Locust Reference
Free reference guide: Locust Reference
About Locust Reference
The Locust Reference is a searchable cheat sheet covering the Python locust load testing framework. It is organized into six categories — Users, Tasks, Events, Distributed, Config, and Reports — to cover every aspect of writing locustfiles, running load tests at scale, and analyzing results. Locust is widely used to simulate thousands of concurrent users hitting web APIs and microservices.
Backend engineers, QA engineers, and DevOps teams use this reference when writing locustfiles for API load testing, CI/CD performance gates, and capacity planning. The Users section covers the four key classes: HttpUser as the standard HTTP client, wait_time with between() and constant() for configuring think time, weight for controlling the ratio of user types in a mixed-scenario test, on_start/on_stop lifecycle hooks for login/logout flows, and FastHttpUser for high-throughput scenarios using geventhttpclient.

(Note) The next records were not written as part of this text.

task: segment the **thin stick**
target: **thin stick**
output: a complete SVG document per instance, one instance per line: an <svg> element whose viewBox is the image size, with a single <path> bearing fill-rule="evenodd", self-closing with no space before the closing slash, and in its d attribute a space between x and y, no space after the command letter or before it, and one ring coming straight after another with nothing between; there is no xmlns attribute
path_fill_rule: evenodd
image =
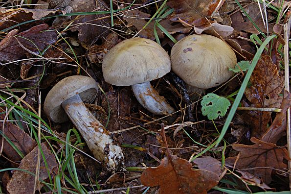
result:
<svg viewBox="0 0 291 194"><path fill-rule="evenodd" d="M285 45L284 46L284 63L285 70L285 90L290 92L289 88L289 38L290 33L290 24L291 21L290 18L287 23L284 24L284 39ZM287 142L289 157L291 156L291 131L290 130L290 108L288 108L287 113ZM288 168L289 170L291 170L291 161L288 161ZM291 189L291 174L289 174L289 187Z"/></svg>

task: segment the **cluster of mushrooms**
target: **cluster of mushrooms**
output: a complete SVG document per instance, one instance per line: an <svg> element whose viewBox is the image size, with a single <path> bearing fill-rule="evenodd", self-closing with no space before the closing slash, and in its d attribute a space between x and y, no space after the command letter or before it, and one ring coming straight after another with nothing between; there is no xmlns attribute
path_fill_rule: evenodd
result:
<svg viewBox="0 0 291 194"><path fill-rule="evenodd" d="M234 52L218 38L208 35L184 37L173 47L171 57L155 42L142 38L125 40L110 49L102 62L105 81L132 86L140 104L153 114L175 112L150 81L172 71L192 87L205 90L228 79L229 68L236 63ZM96 159L110 171L125 170L124 156L107 130L84 102L93 101L98 83L92 78L74 75L59 82L48 94L44 109L50 120L63 122L69 119L79 130Z"/></svg>

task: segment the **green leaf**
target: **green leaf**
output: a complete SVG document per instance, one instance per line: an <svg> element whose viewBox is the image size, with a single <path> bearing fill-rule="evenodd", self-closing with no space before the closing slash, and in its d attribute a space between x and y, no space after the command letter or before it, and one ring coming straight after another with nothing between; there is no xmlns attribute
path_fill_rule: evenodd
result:
<svg viewBox="0 0 291 194"><path fill-rule="evenodd" d="M207 116L209 120L216 119L219 116L225 115L226 110L230 106L227 98L210 93L204 96L201 101L202 114Z"/></svg>
<svg viewBox="0 0 291 194"><path fill-rule="evenodd" d="M248 70L248 69L250 66L250 63L249 63L249 61L242 61L238 63L238 65L239 66L239 68L237 65L236 65L234 68L228 68L228 70L231 71L234 73L241 72L241 71L245 72L246 70Z"/></svg>

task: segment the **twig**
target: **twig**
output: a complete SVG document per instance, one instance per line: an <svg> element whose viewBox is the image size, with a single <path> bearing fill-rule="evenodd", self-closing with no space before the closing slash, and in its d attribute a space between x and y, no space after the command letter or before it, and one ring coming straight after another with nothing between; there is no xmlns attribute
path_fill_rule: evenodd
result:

The Tasks section explains how to define workloads: the @task decorator with optional weights, TaskSet for grouping related tasks, SequentialTaskSet for ordered flows like add-to-cart then checkout then payment, and the self.client.get()/post() methods with name aliasing for statistics grouping and catch_response for custom validation. The Distributed section covers master/worker architecture, the --processes flag for multi-core utilization, --expect-workers for automatic test start, and a Docker Compose configuration for deploying distributed Locust clusters.
Key Features
- HttpUser class with host, wait_time (between/constant), weight ratio, on_start/on_stop lifecycle hooks
- FastHttpUser for high-concurrency scenarios using geventhttpclient backend instead of requests
- @task decorator with optional weights, TaskSet for grouped behaviors, SequentialTaskSet for ordered flows
- self.client.get/post with name aliasing for statistics, catch_response for custom pass/fail validation logic
- Event hooks: test_start/test_stop listeners, per-request event with response_time and exception, init for setup
- Distributed testing: --master/--worker flags, --processes for multi-core, --expect-workers for auto-start
- Docker Compose configuration with master/worker services and deploy.replicas for scalable distributed clusters
- CLI options: --headless mode, --csv with full history, --html report, locust.conf file, custom CLI arguments
Frequently Asked Questions
What is Locust and what is it used for?
Locust is an open-source Python load testing framework that simulates large numbers of concurrent users making HTTP requests to your application. You define user behavior as Python code using the HttpUser class and @task decorators. Locust then spawns the specified number of concurrent users and collects statistics on response times, request rates, and failure rates via a web dashboard or CSV/HTML reports.
What is the difference between TaskSet and SequentialTaskSet?
TaskSet groups multiple tasks together and executes them randomly according to their weights, simulating realistic user browsing behavior where users jump between pages. SequentialTaskSet executes tasks in the exact order they are defined in the class, which is useful for modeling ordered workflows like a checkout flow where add-to-cart must always come before payment.
How do I model login/logout behavior in Locust?
Override the on_start() method in your HttpUser subclass to perform login when a user is spawned. Use self.client.post("/login", json={"username": "test", "password": "pass"}) in on_start(). Override on_stop() to perform logout. The session cookies are automatically maintained by the client across requests within the same user instance.
What does catch_response=True do and why is it useful?
By default, Locust marks a request as failed only on connection errors or HTTP error status codes. catch_response=True lets you add custom validation logic. Use it as a context manager with the response object to call response.failure("reason") if the response body contains an error field, if the response time exceeds a threshold, or if the data does not match expectations.
How do I run Locust in distributed mode for large-scale tests?
Start one master node with locust --master -f locustfile.py and multiple worker nodes with locust --worker --master-host=MASTER_IP -f locustfile.py. Each worker spawns its own users and sends statistics to the master, which aggregates them in the dashboard. Use --processes -1 on the master to automatically spawn one worker per CPU core on the same machine.
How do I run Locust without a web UI in a CI/CD pipeline?
Use the --headless flag combined with --users, --spawn-rate, and --run-time flags: locust -f locustfile.py --headless --users 100 --spawn-rate 10 --run-time 60s --host https://api.example.com. Add --csv results to write statistics files and --html report.html to generate an HTML report. A non-zero exit code is returned if failures exceed the configured threshold.
How do I add custom CLI arguments to my locustfile?
Add a listener to the init_command_line_parser event using @events.init_command_line_parser.add_listener. Inside the listener, call parser.add_argument() with the argument name, type, default, and help string. Access the parsed value via environment.parsed_options in your test init event listener or user class.
What statistics does Locust collect and display?
Locust collects per-endpoint statistics including requests per second (RPS), median response time, 95th percentile response time, average response time, minimum and maximum response times, and the failure rate. The web dashboard shows live charts of total RPS, response times over time, and active user count. You can download all statistics as CSV files or as a standalone HTML report.